Kanak Chanpa Chakma is an artist whose paintings have always rested at the intersection of art history and cultural identity; she has brought forth her community's collective ethos through her works fraught with references to life in the hills of Chattogram. She has been employing a language of expression that connects her to the development of modern painting in Bangladesh. Yet she has unswervingly stayed attached to her roots.

Shambhu Acharya is well known for his Gazi pata. But he has also been portraying the legends of Shree Krishna, Ramayana, Mahabharata, Manasha Mangal, besides the festival of Muharram, Raas Leela, and various other folklores.

Abdus Shakoor Shah has developed a distinctive style variously drawing from the tales of Mymensingh Geetika (the ballads of Mymensingh). He began to negotiate traditional patachitra or paintings on clothes in his own terms as he started to appropriate the compositional scheme of the patachitras, playfully bringing into alignment text and image. The portrayal of literary protagonists in reference to folklore places Shakoor in a unique position as he continues to revisit "Mahua" and "Malua" love stories, or "Nakshi Kanthar Maath" by Pallikabi Jasimuddin. These folklores are decoded and turned into motifs of 'shared aesthetics' in Shakoor's hand.

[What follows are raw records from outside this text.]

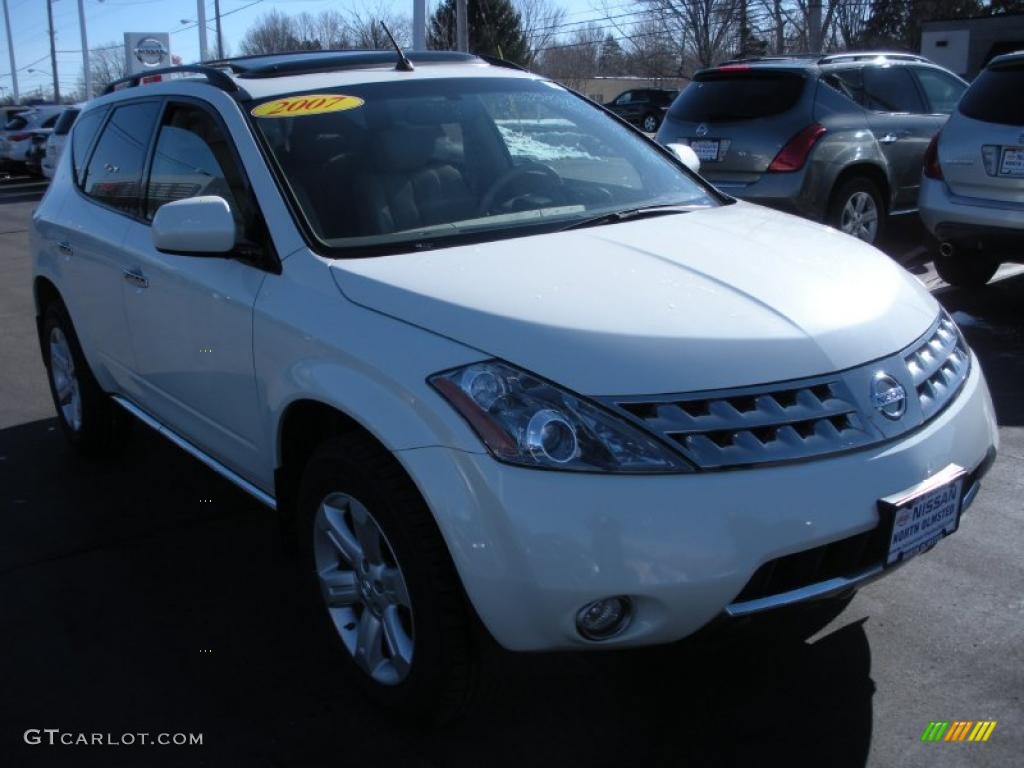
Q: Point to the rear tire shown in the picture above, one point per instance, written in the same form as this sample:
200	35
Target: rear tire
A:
966	268
89	419
856	208
398	619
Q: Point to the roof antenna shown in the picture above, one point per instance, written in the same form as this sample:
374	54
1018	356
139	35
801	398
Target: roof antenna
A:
403	64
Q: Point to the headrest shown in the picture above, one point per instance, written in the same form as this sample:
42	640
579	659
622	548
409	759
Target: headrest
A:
403	150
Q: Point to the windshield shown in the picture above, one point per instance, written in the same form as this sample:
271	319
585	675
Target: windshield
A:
428	163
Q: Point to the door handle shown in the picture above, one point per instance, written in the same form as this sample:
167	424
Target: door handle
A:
136	279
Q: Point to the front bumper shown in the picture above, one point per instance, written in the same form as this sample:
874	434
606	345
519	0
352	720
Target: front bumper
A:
531	547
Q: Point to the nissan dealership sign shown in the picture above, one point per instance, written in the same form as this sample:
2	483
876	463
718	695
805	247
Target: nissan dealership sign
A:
146	50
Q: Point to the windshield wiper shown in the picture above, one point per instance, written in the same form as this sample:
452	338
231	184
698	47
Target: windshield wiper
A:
630	214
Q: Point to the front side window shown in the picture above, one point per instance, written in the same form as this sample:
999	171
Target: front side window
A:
891	89
116	166
428	163
994	96
942	90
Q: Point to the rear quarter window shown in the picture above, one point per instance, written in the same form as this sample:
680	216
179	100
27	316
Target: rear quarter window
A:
995	96
732	96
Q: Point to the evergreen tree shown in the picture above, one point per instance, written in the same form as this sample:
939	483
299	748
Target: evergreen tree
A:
495	29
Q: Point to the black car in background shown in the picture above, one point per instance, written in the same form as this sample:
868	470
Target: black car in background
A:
644	108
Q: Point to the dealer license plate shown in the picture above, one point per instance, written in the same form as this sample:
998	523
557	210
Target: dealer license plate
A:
1013	162
706	150
924	514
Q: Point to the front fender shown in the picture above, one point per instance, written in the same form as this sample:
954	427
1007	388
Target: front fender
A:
313	344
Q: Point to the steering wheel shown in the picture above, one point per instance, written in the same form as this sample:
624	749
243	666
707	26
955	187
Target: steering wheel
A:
531	171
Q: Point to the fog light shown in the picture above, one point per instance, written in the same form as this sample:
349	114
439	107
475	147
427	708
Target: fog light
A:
602	619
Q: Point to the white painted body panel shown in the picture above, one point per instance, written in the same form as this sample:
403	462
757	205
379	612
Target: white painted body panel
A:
719	298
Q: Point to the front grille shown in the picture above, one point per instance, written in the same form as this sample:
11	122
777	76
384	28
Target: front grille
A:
808	418
939	366
747	427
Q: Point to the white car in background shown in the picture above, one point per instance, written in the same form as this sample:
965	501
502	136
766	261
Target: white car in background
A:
972	194
57	137
16	136
510	368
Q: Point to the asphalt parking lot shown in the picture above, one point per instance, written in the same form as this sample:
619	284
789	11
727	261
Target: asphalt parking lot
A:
129	605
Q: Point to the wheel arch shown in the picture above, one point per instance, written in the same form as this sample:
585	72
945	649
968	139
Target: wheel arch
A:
875	173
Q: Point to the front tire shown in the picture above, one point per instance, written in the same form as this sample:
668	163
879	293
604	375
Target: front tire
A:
89	419
966	268
390	599
857	209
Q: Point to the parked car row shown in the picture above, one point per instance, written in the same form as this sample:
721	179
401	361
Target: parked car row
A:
852	139
32	137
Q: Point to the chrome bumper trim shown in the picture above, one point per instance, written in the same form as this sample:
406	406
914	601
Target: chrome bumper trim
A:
209	461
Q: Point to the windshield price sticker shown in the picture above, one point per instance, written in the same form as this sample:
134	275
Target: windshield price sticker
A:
313	103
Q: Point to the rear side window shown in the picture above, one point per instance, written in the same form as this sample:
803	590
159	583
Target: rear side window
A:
729	96
85	131
892	89
942	90
116	166
65	122
995	96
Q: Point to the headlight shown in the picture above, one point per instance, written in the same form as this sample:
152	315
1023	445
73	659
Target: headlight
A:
524	420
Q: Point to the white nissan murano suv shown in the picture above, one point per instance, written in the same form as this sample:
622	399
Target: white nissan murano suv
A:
515	372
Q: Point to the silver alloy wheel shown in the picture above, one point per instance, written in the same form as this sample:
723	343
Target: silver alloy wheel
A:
65	380
364	588
860	217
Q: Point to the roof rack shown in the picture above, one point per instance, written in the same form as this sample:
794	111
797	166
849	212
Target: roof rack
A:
215	77
863	55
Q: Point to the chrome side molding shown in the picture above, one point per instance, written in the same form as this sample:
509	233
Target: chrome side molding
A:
209	461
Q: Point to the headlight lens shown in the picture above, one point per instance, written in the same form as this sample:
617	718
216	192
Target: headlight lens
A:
524	420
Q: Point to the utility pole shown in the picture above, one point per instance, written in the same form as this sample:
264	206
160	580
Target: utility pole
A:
814	26
53	52
220	39
462	26
10	51
419	25
204	46
86	70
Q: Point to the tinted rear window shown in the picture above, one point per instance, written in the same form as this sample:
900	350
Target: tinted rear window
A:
65	122
995	96
727	96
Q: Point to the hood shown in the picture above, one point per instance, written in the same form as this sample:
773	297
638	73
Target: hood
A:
717	298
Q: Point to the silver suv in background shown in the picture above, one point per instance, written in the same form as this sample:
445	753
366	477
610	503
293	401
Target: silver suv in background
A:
972	194
836	138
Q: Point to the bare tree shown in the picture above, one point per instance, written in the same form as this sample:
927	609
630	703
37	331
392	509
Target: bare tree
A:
273	32
365	28
329	29
542	22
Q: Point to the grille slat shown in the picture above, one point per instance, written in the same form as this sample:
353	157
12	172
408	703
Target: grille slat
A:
816	417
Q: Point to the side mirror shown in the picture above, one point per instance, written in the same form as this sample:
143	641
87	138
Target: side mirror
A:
686	156
195	225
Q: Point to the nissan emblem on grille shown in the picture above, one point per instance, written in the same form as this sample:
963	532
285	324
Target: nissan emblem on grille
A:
888	396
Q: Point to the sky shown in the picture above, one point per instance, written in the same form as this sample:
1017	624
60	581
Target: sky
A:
107	20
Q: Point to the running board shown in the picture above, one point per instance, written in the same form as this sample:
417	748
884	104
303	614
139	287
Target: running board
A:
209	461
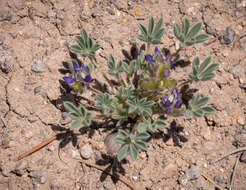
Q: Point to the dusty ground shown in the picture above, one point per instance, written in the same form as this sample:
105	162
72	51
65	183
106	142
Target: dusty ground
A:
33	39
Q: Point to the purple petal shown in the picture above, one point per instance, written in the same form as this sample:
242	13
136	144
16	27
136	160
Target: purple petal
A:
68	80
166	72
178	104
75	66
157	50
177	93
87	78
83	67
149	58
170	61
163	99
168	103
169	111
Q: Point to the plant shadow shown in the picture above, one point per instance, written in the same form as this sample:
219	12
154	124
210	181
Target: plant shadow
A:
114	167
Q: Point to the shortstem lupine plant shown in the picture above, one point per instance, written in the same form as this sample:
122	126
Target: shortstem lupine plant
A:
144	87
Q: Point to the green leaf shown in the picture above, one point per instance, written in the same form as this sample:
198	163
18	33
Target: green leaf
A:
195	65
205	64
143	30
76	123
177	31
208	76
202	101
133	152
82	111
198	112
185	26
141	145
143	136
208	109
122	152
194	30
209	70
71	108
119	140
151	25
142	127
201	38
75	48
74	116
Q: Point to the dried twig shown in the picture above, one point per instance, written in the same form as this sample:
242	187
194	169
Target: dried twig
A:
228	154
234	171
123	180
41	145
212	181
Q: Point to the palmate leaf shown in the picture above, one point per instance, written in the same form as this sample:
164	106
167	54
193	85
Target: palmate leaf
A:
122	152
196	108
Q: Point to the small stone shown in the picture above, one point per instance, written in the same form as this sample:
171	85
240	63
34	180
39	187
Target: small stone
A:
75	154
192	172
228	36
241	120
41	177
170	170
169	142
135	176
38	66
239	13
110	10
21	166
5	15
236	71
86	151
243	157
37	89
206	133
51	14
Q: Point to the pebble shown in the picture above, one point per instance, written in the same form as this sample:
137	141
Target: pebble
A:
241	120
135	176
21	166
243	85
170	170
5	15
228	36
51	14
41	177
192	172
236	70
38	66
86	151
243	157
37	89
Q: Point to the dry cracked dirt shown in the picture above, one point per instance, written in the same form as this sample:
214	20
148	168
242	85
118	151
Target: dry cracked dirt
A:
34	36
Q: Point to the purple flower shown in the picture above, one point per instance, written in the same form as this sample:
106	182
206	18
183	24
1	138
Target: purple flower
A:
69	80
149	58
170	61
178	104
166	72
157	50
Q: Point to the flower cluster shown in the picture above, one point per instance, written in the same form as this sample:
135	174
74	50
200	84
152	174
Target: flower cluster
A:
78	78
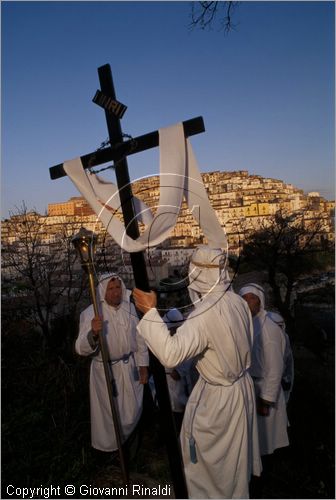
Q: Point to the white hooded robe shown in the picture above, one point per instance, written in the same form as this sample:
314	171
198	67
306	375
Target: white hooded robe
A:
267	370
122	341
219	432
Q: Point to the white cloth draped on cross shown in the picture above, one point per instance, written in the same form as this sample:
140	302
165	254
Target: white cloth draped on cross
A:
179	176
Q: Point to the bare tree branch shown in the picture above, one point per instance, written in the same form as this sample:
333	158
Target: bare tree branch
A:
204	15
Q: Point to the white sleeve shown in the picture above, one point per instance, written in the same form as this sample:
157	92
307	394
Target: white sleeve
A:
273	346
85	345
172	350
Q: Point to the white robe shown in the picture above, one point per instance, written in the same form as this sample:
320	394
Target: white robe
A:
121	338
220	415
267	369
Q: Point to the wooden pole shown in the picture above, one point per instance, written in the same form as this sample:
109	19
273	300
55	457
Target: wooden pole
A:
141	281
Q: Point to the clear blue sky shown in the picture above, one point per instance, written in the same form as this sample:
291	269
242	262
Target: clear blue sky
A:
265	91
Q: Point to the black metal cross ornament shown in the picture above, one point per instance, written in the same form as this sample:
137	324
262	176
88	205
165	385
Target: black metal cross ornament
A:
118	152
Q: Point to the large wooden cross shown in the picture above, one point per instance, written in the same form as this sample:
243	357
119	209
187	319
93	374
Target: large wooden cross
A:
118	152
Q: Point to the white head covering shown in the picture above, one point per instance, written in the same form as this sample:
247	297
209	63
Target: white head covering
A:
104	280
207	272
173	318
256	290
108	312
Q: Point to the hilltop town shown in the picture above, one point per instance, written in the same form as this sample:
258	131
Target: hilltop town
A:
244	203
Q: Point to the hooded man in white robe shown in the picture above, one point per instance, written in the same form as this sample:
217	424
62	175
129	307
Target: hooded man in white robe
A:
128	356
267	370
287	380
219	438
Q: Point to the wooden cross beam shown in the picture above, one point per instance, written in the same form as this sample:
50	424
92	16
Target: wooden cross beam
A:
118	152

One redeeming feature in the language of the late artist Golam Faruque Bebul is his use of motifs and colours, which portray rural Bangladesh, connecting the interiority of his artwork to its exteriority.

Azmeer Hossain's abstract cityscapes evoke a sense of distance and memory, while Rokeya Sultana's paintings address femininity and cosmicity. Md Tokon aims to capture fleeting moments of reality through his expressive works, while Maksuda Iqbal Nipa's colourful paintings explore themes of emotion and struggle.

The exhibition, inaugurated on February 24, will run until April 6 at Edge Gallery in Gulshan. The event is open for all from 10am to 8pm.